To increase the level of security of Personal Data on our systems, you are required not to share your password or other forms of authentication to the Website, products or services with another person. If you become aware of any misuse of your login credentials, you must immediately change your password and notify us through the customer portal on the Website or by emailing us at privacy@caseware.com.
- How Long We Retain Personal Data
Caseware retains Personal Data for only as long as necessary to fulfill the purposes for which it is provided. For example, if you provide us with your Personal Data for us to consider you for employment with Caseware and you are hired, the Personal Data becomes part of your personnel file.
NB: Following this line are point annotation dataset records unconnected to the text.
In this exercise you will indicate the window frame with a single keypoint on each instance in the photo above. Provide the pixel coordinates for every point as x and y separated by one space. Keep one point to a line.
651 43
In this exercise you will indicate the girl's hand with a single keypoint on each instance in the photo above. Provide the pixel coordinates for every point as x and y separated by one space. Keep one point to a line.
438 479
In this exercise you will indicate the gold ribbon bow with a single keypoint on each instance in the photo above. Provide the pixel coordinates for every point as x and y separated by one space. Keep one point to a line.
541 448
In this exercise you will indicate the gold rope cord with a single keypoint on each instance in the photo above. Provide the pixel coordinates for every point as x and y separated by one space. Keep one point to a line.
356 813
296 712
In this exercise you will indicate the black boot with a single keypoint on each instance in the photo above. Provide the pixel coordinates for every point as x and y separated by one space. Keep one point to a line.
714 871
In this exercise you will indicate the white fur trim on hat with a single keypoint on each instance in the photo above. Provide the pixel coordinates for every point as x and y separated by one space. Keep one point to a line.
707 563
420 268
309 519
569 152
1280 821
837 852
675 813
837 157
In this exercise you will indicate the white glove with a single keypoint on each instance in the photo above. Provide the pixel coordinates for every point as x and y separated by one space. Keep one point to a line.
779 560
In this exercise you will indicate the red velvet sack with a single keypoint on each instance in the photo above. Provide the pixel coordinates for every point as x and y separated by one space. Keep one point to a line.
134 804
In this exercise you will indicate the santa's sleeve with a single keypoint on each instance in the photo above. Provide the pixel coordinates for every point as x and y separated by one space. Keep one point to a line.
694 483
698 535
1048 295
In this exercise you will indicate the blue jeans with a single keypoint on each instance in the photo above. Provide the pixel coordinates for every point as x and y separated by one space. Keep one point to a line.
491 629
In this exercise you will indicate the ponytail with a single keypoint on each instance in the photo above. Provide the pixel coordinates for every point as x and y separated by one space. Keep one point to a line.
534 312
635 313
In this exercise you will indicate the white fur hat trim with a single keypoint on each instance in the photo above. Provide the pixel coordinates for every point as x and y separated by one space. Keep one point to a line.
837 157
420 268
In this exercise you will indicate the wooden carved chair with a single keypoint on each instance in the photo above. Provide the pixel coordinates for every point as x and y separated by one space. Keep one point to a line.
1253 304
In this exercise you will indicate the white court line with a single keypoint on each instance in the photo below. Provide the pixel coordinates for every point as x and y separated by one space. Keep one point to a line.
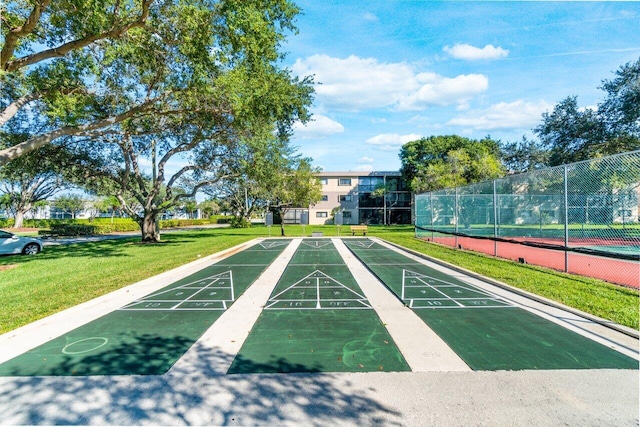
27 337
422 349
219 345
552 311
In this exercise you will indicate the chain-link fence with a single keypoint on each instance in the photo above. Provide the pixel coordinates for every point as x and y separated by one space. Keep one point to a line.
581 218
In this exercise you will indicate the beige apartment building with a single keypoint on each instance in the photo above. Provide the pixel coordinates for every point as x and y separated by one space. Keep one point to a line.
361 198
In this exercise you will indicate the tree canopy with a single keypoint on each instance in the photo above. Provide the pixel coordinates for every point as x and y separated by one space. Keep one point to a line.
570 133
90 67
446 161
140 86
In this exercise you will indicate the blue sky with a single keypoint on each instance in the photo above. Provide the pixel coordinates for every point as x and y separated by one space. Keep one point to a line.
391 71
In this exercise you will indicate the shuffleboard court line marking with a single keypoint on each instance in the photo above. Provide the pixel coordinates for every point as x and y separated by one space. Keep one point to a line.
268 244
227 335
314 281
315 244
466 286
421 347
210 284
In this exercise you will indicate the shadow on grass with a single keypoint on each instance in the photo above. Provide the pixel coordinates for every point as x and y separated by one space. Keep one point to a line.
118 247
195 392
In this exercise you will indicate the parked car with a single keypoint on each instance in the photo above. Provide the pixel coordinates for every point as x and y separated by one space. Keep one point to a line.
12 244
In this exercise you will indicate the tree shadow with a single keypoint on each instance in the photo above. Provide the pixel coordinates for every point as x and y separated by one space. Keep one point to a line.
197 392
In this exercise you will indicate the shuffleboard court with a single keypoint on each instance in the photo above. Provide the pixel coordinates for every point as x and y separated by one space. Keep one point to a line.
317 319
147 336
486 331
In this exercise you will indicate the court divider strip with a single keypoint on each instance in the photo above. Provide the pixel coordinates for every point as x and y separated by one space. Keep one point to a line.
224 339
28 337
551 310
423 350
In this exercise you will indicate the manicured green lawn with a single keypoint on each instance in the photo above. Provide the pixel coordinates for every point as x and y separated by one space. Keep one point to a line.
63 276
594 296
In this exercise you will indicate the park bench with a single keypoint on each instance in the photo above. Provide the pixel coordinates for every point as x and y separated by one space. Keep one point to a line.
358 229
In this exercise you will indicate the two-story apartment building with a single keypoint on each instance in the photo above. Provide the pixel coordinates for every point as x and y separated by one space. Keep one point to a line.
362 198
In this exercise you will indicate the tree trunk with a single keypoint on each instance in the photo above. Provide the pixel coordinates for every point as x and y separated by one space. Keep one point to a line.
19 219
150 231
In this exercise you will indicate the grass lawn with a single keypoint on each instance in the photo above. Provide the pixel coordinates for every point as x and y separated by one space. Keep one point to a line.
63 276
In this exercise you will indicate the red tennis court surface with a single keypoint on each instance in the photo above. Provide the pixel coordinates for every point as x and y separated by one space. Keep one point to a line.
622 272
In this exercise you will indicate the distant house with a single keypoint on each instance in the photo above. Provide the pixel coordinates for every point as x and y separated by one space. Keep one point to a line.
360 197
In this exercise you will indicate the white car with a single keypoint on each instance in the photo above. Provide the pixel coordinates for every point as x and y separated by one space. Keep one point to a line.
12 244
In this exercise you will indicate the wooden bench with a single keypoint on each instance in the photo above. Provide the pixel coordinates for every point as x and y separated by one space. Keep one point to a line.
358 229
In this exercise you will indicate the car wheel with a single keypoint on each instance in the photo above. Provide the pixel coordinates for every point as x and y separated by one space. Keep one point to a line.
31 249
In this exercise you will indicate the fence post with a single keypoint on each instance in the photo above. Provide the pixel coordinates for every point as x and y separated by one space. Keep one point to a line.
495 218
455 216
433 236
566 221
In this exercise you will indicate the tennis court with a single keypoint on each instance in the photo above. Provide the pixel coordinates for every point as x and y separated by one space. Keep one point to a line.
316 317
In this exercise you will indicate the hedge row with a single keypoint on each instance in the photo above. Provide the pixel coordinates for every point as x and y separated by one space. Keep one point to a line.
86 228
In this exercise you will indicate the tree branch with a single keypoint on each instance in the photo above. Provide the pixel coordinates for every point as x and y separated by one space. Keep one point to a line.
12 109
36 142
14 35
62 50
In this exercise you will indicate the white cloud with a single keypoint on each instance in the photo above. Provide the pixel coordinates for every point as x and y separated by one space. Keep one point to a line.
504 115
438 90
391 141
471 53
355 83
368 16
320 126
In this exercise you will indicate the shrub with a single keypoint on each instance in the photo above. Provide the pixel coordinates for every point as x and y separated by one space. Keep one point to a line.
240 222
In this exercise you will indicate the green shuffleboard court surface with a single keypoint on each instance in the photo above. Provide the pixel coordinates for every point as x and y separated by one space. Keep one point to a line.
318 320
487 332
146 337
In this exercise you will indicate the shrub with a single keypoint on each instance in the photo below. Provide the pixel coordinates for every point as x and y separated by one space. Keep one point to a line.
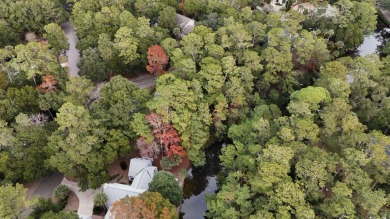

If you are not hired, we usually retain the Personal Data for one (1) year after completion of the recruitment process unless you ask us to delete it earlier.
Exceptionally, we may be required to retain Personal Data for longer to comply with our legal obligations, resolve disputes, and enforce agreements with Caseware.
- Your Individual Privacy Rights
You may access, update and/or correct your Personal Data with Caseware (including but not limited to requesting us to return, remove, or make amendments to it) or exercise any other right available to you as a ‘data subject’ under applicable privacy laws, including to make complaints about how we collect, use, disclose or process your Personal Data, by contacting us at privacy@caseware.com.
To protect your Personal Data, we may need to verify your identity before assisting with your request, such as verifying that the information used to contact us matches the information that we have on file, provided we are not prohibited to do so by law, for example, if doing so would disclose Personal Data about another individual.
If you use an authorized agent to exercise a right on your behalf, for example, where a job applicant uses an agent to request access to information relating to their application, you must provide the authorized agent written permission to do so. We may deny the request if the authorized agent does not submit sufficient proof that they have been authorized by you to act on your behalf.
If we are able to verify your identity, we will provide you with a response to your request within 30 days. If we need an extension to fulfill your request, we will also let you know.
If you are not satisfied with our response either to your request to exercise your individual rights or to your complaints about our collection, use, disclosure or processing of your Personal Data at, you have the right to lodge a complaint with the data protection or privacy authority where you reside.
Australia Privacy Rights
The Australian Privacy Act 1988 (Cth)) regulates the way individuals’ Personal Data is handled and under that law, you have the right to:
- know why your Personal Data is being collected, how it will be used and who it will be disclosed to;
- have the option of not identifying yourself, or of using a pseudonym in certain circumstances;
- ask for access to your Personal Data (including your health information);
- stop receiving unwanted direct marketing;
- ask for your Personal Data that is incorrect to be corrected; and
- to make a complaint about Caseware if you think we have mishandled your Personal Data with the regulator, who is the Office of the Information Commissioner, using their online form.